“Non ci sono più le bandiere di una volta”. Frase banale, voi direte, ma quantomai veritiera. Leonardo Bonucci è un nuovo giocatore del Milan. Stipendio da top player: 6,5 milioni più bonus e ulteriori guadagni sui diritti d’immagine. “Bonny” diventa uno dei difensori meglio remunerati al mondo, si legherà ai rossoneri fino al 2022. Alla Juventus vanno 40 milioni di euro più 2 di bonus. Cifra irrisoria se si paragona agli strascichi che lascerà tale vicenda.
SEI MILIONI E MEZZO DI MOTIVI (PIÙ BONUS)
Come si è giunti al ‘divorzio dell’anno’? Leo, perché questa fretta di fare le valige? E per quale motivo lo si lascia partire così a cuor leggero?
Domande, quesiti ai quali i tifosi juventini non riescono a rispondere. Leonardo Bonucci, per la Juventus, non era soltanto un elemento tecnico-tattico fondamentale. Bonucci per la “Vecchia Signora” era qualcosa di più, un simbolo, un leader e, senza troppi giri di parole, una bandiera… Dopo il suo caro vecchio amico Gianluigi Buffon, Leo era sicuramente il più amato da tutto il popolo bianconero. Per farvi capire, di seguito qualche dato:
- Giocatore con più presenze negli ultimi 6 anni della Juventus: 275 in tutte le competizioni
- Giocatore che nell’ultima stagione della Juventus ha intercettato più palloni: 89 in totale
- L’unico difensore che negli ultimi 4 campionati di Serie A è andato almeno 2 volte in gol cada stagione
Qualcosa deve esser accaduto. Non vogliamo cedere alla tentazione dell’etichettare un calciatore del genere come ‘mercenario’. Non vogliamo ricondurre tutto ad una scelta meramente economica. Attriti con Massimiliano Allegri, forse. Più probabile qualche parola di troppo durante la nefasta finale di Champions League.

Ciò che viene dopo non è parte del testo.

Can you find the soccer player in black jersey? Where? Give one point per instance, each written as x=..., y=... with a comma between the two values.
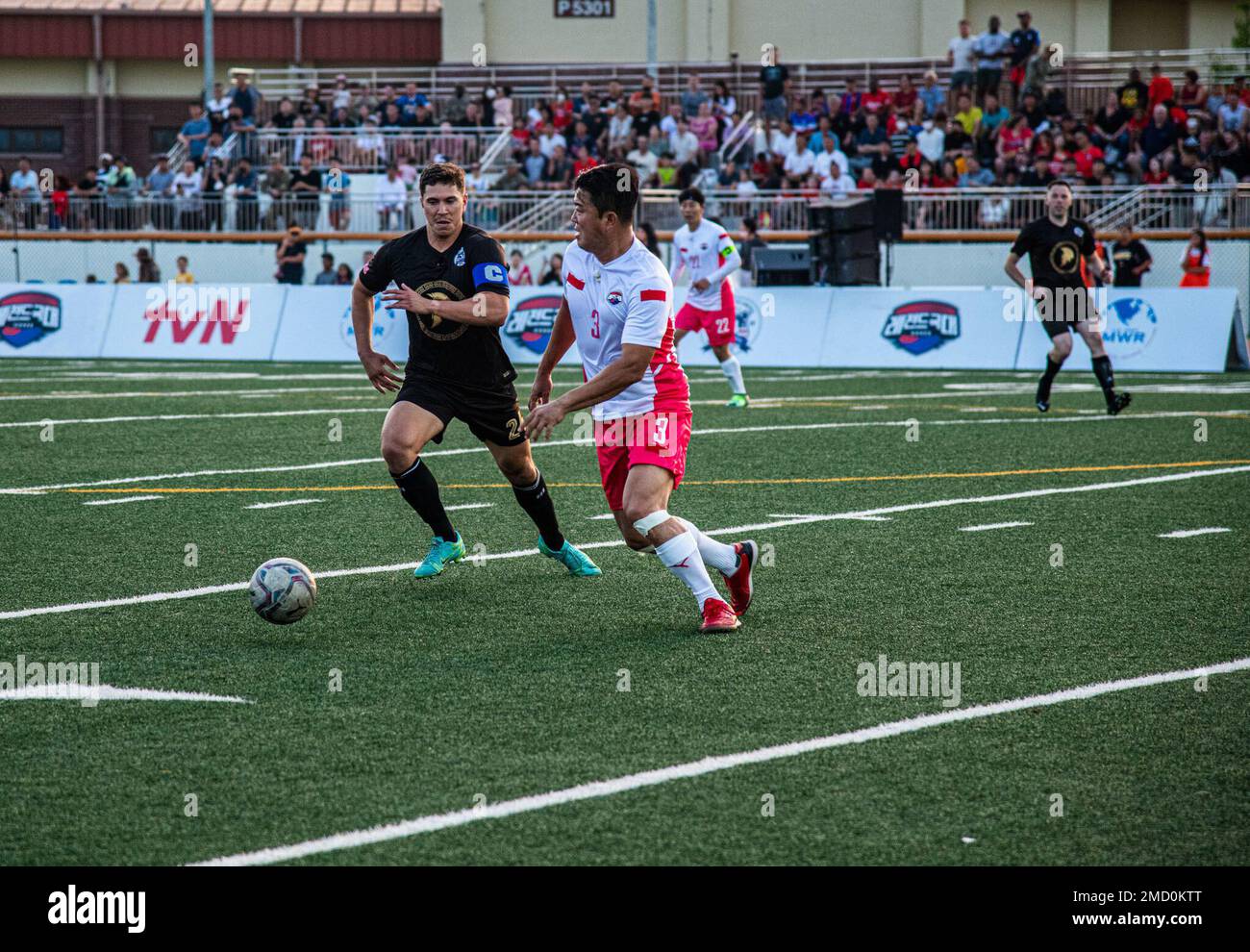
x=1055, y=245
x=451, y=280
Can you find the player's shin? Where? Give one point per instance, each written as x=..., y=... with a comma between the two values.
x=420, y=489
x=538, y=505
x=733, y=371
x=717, y=555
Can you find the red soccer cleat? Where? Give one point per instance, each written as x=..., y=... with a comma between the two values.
x=740, y=581
x=717, y=616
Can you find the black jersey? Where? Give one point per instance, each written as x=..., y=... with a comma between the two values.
x=463, y=354
x=1055, y=251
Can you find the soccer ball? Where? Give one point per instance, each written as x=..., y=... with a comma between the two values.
x=283, y=591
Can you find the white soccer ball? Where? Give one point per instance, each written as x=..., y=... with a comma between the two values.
x=283, y=591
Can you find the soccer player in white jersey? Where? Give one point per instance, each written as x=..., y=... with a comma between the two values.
x=617, y=308
x=705, y=250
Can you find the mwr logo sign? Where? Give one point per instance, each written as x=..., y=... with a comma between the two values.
x=387, y=325
x=1129, y=326
x=25, y=316
x=532, y=321
x=921, y=326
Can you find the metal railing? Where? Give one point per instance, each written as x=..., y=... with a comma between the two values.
x=359, y=150
x=991, y=209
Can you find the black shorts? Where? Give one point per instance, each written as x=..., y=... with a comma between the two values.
x=491, y=414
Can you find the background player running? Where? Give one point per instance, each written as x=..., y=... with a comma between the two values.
x=705, y=250
x=617, y=306
x=1057, y=243
x=451, y=280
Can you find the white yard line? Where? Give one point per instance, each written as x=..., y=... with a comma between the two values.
x=992, y=525
x=705, y=431
x=284, y=502
x=594, y=789
x=607, y=543
x=108, y=692
x=123, y=499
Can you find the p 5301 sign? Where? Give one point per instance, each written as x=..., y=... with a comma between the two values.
x=586, y=8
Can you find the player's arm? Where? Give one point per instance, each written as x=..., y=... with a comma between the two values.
x=623, y=372
x=562, y=338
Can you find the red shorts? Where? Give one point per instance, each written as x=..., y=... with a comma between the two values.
x=658, y=438
x=720, y=325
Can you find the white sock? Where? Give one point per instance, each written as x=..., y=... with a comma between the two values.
x=733, y=371
x=680, y=554
x=717, y=555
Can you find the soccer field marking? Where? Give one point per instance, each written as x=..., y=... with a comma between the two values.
x=1188, y=533
x=705, y=431
x=605, y=543
x=786, y=481
x=108, y=692
x=125, y=499
x=594, y=789
x=992, y=525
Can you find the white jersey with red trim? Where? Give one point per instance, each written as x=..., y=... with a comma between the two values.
x=625, y=301
x=708, y=251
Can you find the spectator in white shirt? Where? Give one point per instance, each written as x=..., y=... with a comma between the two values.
x=783, y=140
x=684, y=144
x=391, y=197
x=801, y=160
x=932, y=138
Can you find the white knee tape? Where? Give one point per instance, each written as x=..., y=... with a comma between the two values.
x=648, y=522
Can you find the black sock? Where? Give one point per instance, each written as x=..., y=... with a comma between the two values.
x=537, y=501
x=419, y=488
x=1051, y=370
x=1103, y=371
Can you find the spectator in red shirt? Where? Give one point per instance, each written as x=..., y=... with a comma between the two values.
x=905, y=99
x=875, y=100
x=1161, y=88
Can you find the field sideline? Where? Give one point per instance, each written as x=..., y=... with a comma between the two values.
x=1067, y=564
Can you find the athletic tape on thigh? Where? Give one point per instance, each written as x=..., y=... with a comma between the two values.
x=648, y=522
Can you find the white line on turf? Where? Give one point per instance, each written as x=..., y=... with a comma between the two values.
x=108, y=692
x=707, y=431
x=992, y=525
x=123, y=499
x=611, y=542
x=594, y=789
x=1188, y=533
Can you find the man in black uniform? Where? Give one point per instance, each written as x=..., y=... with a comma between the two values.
x=451, y=280
x=1055, y=245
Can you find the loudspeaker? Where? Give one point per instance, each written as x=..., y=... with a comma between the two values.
x=888, y=221
x=782, y=266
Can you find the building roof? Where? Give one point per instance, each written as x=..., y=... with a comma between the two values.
x=224, y=7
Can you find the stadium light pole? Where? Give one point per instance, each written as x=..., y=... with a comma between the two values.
x=208, y=53
x=653, y=67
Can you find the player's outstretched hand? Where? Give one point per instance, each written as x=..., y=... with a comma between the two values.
x=541, y=391
x=380, y=370
x=542, y=420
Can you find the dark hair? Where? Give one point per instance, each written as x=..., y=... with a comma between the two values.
x=442, y=174
x=603, y=187
x=692, y=195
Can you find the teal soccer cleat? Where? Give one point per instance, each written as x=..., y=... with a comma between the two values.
x=440, y=555
x=576, y=561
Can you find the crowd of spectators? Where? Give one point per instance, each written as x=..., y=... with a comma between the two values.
x=998, y=120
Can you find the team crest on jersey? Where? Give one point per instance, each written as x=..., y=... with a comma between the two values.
x=26, y=316
x=532, y=321
x=921, y=326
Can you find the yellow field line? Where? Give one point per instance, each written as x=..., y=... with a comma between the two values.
x=132, y=489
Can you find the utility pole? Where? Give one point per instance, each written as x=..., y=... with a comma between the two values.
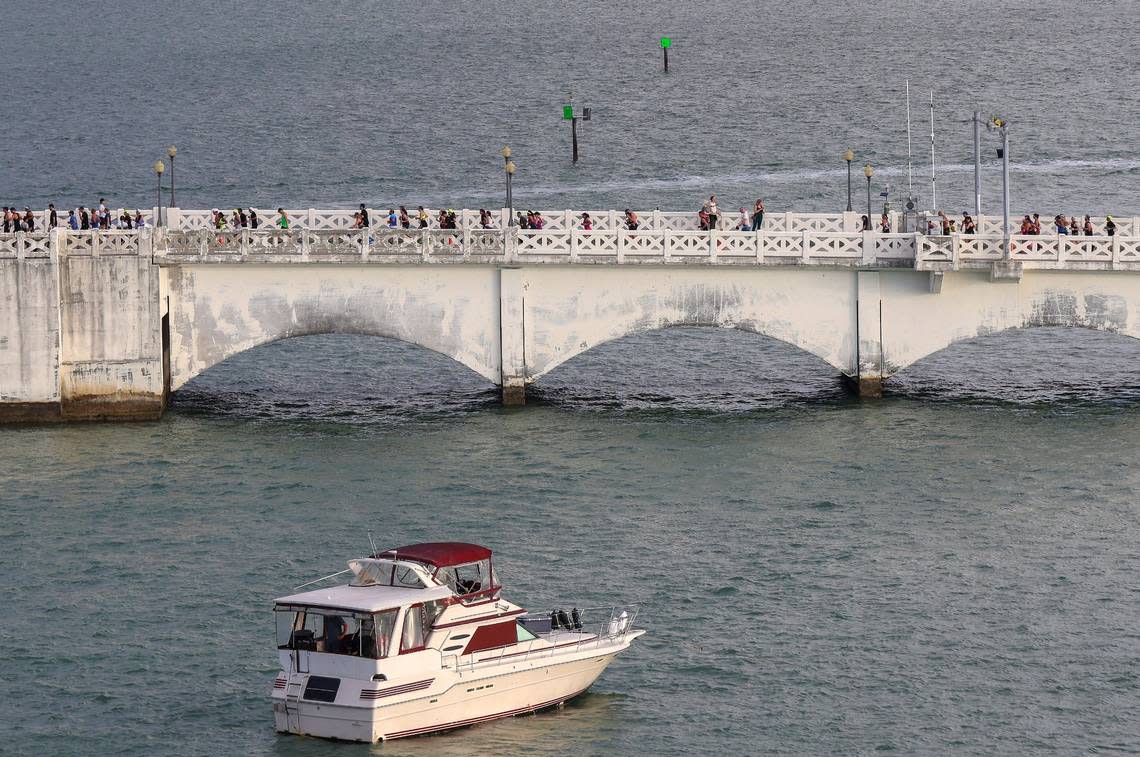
x=977, y=167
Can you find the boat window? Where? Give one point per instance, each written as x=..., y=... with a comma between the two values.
x=467, y=579
x=432, y=611
x=376, y=634
x=414, y=624
x=336, y=632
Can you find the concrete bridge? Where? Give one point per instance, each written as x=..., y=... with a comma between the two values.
x=105, y=324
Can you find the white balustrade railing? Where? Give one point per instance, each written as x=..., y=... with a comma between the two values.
x=620, y=245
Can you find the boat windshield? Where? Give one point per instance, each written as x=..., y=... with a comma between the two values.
x=389, y=572
x=336, y=632
x=471, y=578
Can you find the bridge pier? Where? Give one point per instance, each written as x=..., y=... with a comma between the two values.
x=512, y=336
x=869, y=334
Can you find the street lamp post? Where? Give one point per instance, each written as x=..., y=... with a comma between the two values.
x=170, y=153
x=868, y=171
x=510, y=168
x=1000, y=125
x=849, y=155
x=159, y=168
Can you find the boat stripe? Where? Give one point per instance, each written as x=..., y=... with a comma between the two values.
x=402, y=689
x=473, y=721
x=478, y=619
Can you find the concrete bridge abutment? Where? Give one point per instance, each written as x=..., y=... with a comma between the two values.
x=80, y=339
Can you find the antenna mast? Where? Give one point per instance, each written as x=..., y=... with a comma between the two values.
x=934, y=186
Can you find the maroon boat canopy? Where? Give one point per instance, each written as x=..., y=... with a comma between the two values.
x=441, y=554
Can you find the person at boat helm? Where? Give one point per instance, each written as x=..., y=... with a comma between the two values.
x=338, y=640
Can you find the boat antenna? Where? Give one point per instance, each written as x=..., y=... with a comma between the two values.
x=317, y=580
x=910, y=181
x=934, y=186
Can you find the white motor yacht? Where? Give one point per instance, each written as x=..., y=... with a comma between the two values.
x=421, y=641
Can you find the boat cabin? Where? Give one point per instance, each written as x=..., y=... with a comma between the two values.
x=391, y=603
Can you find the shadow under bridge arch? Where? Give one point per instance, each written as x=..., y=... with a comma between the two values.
x=218, y=311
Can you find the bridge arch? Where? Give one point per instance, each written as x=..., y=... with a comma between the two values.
x=570, y=311
x=216, y=314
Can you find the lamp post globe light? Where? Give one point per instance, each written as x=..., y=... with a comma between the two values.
x=159, y=168
x=849, y=155
x=170, y=153
x=868, y=171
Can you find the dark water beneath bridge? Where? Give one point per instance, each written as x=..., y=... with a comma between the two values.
x=950, y=569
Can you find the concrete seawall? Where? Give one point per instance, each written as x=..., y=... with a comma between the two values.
x=29, y=339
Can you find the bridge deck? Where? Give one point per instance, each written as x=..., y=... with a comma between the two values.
x=575, y=246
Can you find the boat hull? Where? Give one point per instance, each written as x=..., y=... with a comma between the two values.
x=465, y=698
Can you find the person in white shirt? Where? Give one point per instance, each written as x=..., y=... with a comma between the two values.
x=714, y=214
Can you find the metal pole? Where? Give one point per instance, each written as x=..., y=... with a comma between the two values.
x=934, y=187
x=869, y=201
x=910, y=181
x=977, y=167
x=848, y=186
x=1004, y=189
x=510, y=203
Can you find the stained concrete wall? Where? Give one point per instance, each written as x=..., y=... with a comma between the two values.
x=917, y=323
x=219, y=310
x=29, y=339
x=111, y=364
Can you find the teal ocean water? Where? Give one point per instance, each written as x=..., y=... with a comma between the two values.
x=951, y=569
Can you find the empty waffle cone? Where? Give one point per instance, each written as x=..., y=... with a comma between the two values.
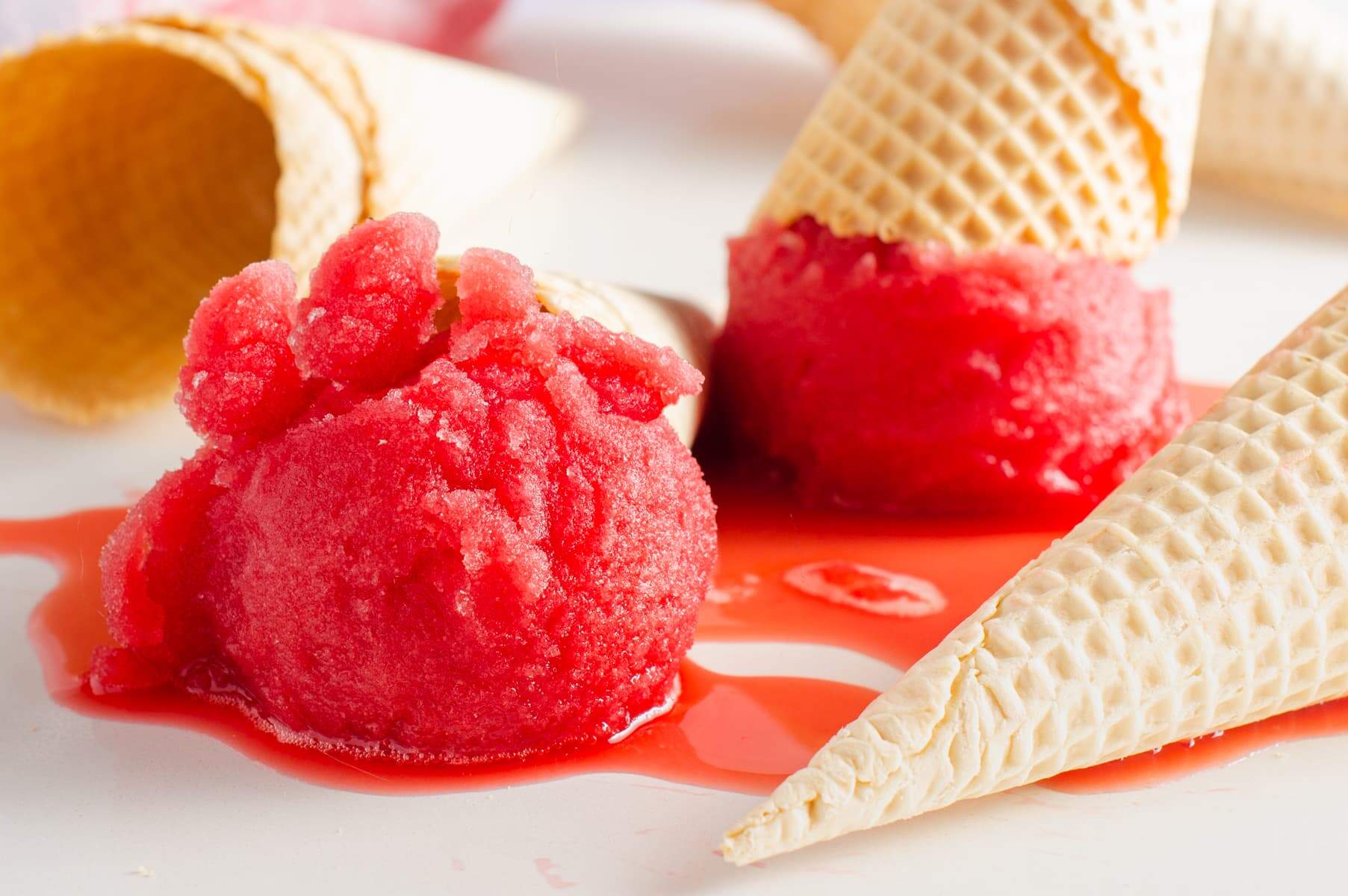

LA MALINCONIA PER UN CALCIO CHE NON C’È PIÙ
Fa strano rileggere queste dichiarazioni ora: “Io via dalla Juventus? Piuttosto legatemi ai cancelli dello Stadium, perché non me ne andrò mai” (17/11/2016). Chiosava così, quasi un anno fa, il centrale difensivo della Nazionale. Fa ancora più strano che il ‘tradimento’ avvenga lo stesso giorno in cui un emblema della fedeltà alla maglia come Francesco Totti sposi ancora una volta il progetto Roma, questa volta da dirigente.
Queste le parole d’addio di “Bonny” rilasciate in esclusiva a La Gazzetta dello Sport: “Sono passate sette stagioni. Sette stagioni di vittorie, di sogni realizzati, di crescita avvenuta attraverso un legame empatico ed eccezionale con la Juve, nella sua assoluta interezza. Sei scudetti, tutti vissuti e conquistati lottando. Rimane certo il rammarico grandissimo per non aver vinto la Champions, maggiore però è l’orgoglio per i successi ottenuti e per aver fatto parte di una grande Famiglia. Ho sempre dato tutto, davvero, fino alla fine. Ho ricevuto, dato e imparato. Quello che oggi vedo guardandomi indietro è comunque una splendida storia, degna di concludersi nel pieno rispetto e affetto, senza intaccare ciò che ho vissuto insieme alla Società, al Capitano, ai compagni ed ai tifosi. Una splendida storia”.